In Rome the Pope is beside himself. "Must we face this French apocalypse?" The Spanish ambassador is unwilling to help, as any support or Rome would be a declaration of war against France. The Pope still thinks his best chance is firstborn son Juan Borgia (David Oakes). But he doesn't have any illusions about his son's proclivities, as he tells middle son Cardinal Cesare Borgia (François Arnaud) to pull Juan out of "whatever whorehouse he sees fit to rest his head." Cardinal Cesare does just that, searching from room to room until he finds him. "You have a priest for a brother?" Cesare corrects the prostitute, "Cardinal." Cesare definitely suffers from second son syndrome.

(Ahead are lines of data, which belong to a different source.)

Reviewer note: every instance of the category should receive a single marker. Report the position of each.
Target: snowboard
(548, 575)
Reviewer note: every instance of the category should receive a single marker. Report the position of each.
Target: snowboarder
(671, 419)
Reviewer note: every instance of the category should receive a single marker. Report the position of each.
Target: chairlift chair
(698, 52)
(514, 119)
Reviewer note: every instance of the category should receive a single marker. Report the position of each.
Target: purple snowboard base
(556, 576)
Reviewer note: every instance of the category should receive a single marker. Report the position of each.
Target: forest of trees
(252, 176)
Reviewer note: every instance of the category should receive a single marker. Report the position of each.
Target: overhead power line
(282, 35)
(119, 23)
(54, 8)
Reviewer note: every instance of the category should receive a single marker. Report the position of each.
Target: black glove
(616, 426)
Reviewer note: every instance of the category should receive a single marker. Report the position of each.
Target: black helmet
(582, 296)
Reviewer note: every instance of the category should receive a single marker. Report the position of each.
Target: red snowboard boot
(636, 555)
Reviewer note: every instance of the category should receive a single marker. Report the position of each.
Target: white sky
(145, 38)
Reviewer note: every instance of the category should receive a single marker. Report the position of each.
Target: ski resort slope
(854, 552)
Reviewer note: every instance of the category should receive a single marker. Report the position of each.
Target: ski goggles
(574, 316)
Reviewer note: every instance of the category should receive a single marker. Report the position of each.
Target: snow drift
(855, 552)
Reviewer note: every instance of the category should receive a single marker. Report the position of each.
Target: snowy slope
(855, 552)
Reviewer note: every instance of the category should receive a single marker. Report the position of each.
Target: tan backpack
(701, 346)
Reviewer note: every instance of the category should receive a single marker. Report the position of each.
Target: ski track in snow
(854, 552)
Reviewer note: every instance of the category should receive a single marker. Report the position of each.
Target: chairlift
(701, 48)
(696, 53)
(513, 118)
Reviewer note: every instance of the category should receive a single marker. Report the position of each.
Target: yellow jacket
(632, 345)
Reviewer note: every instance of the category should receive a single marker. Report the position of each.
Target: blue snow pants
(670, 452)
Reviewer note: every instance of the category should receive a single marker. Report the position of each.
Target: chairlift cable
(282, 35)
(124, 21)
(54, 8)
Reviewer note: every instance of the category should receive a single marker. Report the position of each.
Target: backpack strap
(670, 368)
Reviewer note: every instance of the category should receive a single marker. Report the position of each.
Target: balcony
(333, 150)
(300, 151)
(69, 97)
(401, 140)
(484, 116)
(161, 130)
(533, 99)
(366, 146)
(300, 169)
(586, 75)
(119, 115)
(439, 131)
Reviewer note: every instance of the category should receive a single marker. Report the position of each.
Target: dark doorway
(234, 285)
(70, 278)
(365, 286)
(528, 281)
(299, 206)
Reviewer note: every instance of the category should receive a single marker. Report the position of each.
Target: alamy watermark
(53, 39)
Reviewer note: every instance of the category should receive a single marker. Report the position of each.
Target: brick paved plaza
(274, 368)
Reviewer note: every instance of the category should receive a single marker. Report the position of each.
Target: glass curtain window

The Pope wants Cesare to express his confidence in his brother before the congress of cardinals, who are talking about abandoning shipe (and the Borgias), especially Cardinal Sforza (Peter Sullivan), "Holy Father we should abandon Rome!" Cesare is forceful with the party line and seems to convince everyone but himself that they will be saved.
Cesare is concerned about the French use of cannons in warfare. And the fact that they are holding Lucrezia hostage. Juan claims to have a stratagem to fight the French. He believes if they meet them in an open field their cannons will be rendered ineffective as opposed to waiting for them to come and bombard the city. But he's not convincing Cesare. And neither Juan nor the Pope seem too worried about Lucrezia, or Giulia.
Juan and his troops ride out of the city in shiny armor and much fanfare. The Borgias gets the look of this scene exactly right — the troops marching through the city, the French army assembling on the hills outside of Rome. Juan may look all fancy, but he had no idea what he would be facing — tons and tons of French soldiers. "My God." He is completely out of his league. "Who gives the command to charge?" "You do, my lord."
Lucrezia, King Charles's new favorite, rides out with him to view the battle. She is horrified as he proudly explains they will not only be using their artillery, but the ammunition will be chained cannonballs — which completely decimate the Italian soldiers, butchering them on impact. The Renaissance battle is very graphically depicted, with body parts flying everywhere.